Humans (and a few other mammals) have three types of cones; each type is receptive to a different range of wavelengths with peak sensitivity in the middle of the range. One type of cone deals with long wavelengths toward the red end of (what we call) the visible spectrum; other cones are sensitive to medium-long wavelengths in the middle part of the spectrum. The third type of cone is sensitive to short wavelengths, in the blue-violet end of the spectrum. Still shorter wavelengths, outside of the normal human visible spectrum, we call ultraviolet (UV). Humans and some other mammals have cones that are slightly sensitive to UV light, but the lenses filter it out.
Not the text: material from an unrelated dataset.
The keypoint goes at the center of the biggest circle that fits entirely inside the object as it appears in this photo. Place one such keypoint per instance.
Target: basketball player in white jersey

However, lots of birds, fish, and reptiles have a fourth kind of cone that is UV-sensitive. Even a few mammals (e.g., some rodents and bats) can see UV light quite well. Furthermore, some mammals have lenses that don’t filter UV wavelengths, so they can use UV to some extent– examples include hedgehogs, dogs, cats, and ferrets, among others. Day-hunting snakes have lenses that block UV wavelengths, but night-hunting snakes have lenses that transmit UV. For these animals, just little extra light might enhance vision in some conditions.

I’d love to be able to present a survey of all the vertebrates, not only about who has UV vision, but also to find possible correlations of UV sensitivity with the ecology, behavior, and evolutionary history of the species. But such a systematic survey does not exist. Part of the problem lies in the complexity of what determines the sensitivity; several factors are involved. The animal must possess the visual receptor cells (typically cones). Those cones must also be functional; that is, they must not be turned off by genetic mutations. And the UV wavelength must actually reach the retina, not filtered out by lens, cornea, or other structures. Apparently only seldom have enough of those features been measured in enough animals allow a wide search for correlations with ecology, behavior, and evolutionary history.

There is still a further question: if an animal can see UV, how is it useful to the animal? This is often difficult to determine, and suggestions outnumber the answers. Here are a few bits and pieces:

UV sensitivity may be useful in foraging: Several studies have suggested that birds of prey that hunt small mammals may key in on trails left by the mammals as they scent-mark with reflective urine, although another study showed that vole urine is not very reflective in the UV range. It is possible that UV-sensitivity helps locate ripe fruits or insect prey because the UV reflectance of fruit and some insects differs from that of background leaves. But how often this works in the natural world is uncertain. Hummingbirds can see in the UV range. Many flowers either reflect or absorb UV, and hummers may use that ability to discriminate among flowers that they might visit and pollinate.

Among bats, a mutation causing loss of functional short-wave light sensitivity is found in nocturnal species that commonly roost in caves and echo-locate, using sonar to navigate and capture prey. Researchers suggest that perhaps using sonar pre-empts brain space otherwise used for UV perception. However, the correlation is not so clear, because the loss also occurs in fruit bats, which roost in trees and do not echolocate.

 

Decent data are more available for the use of UV reflectance and sensitivity in social situations in birds, fishes, and reptiles with good color vision. For example, male mountain bluebirds have more UV-reflective plumage than females, and males that reflect more UV are more successful in mating and siring offspring. Similarly, female sticklebacks and guppies perceive UV and prefer to associate with males that have good UV reflectance. Another study showed that lizards living in light, UV-rich habitats have social displays that convey signals in the UV range, while those in dark habitats do not.

I’ve left mention of amphibians to the end, because that story gets more complicated. It seems that many amphibians can see color in the dark. They have two kinds of rods (sensitive at low light levels) in addition to cones; some of those rods are UV sensitive. Could that be true of some other vertebrates too?

This leaves UV vision in insects and spiders and other invertebrates for another story (maybe).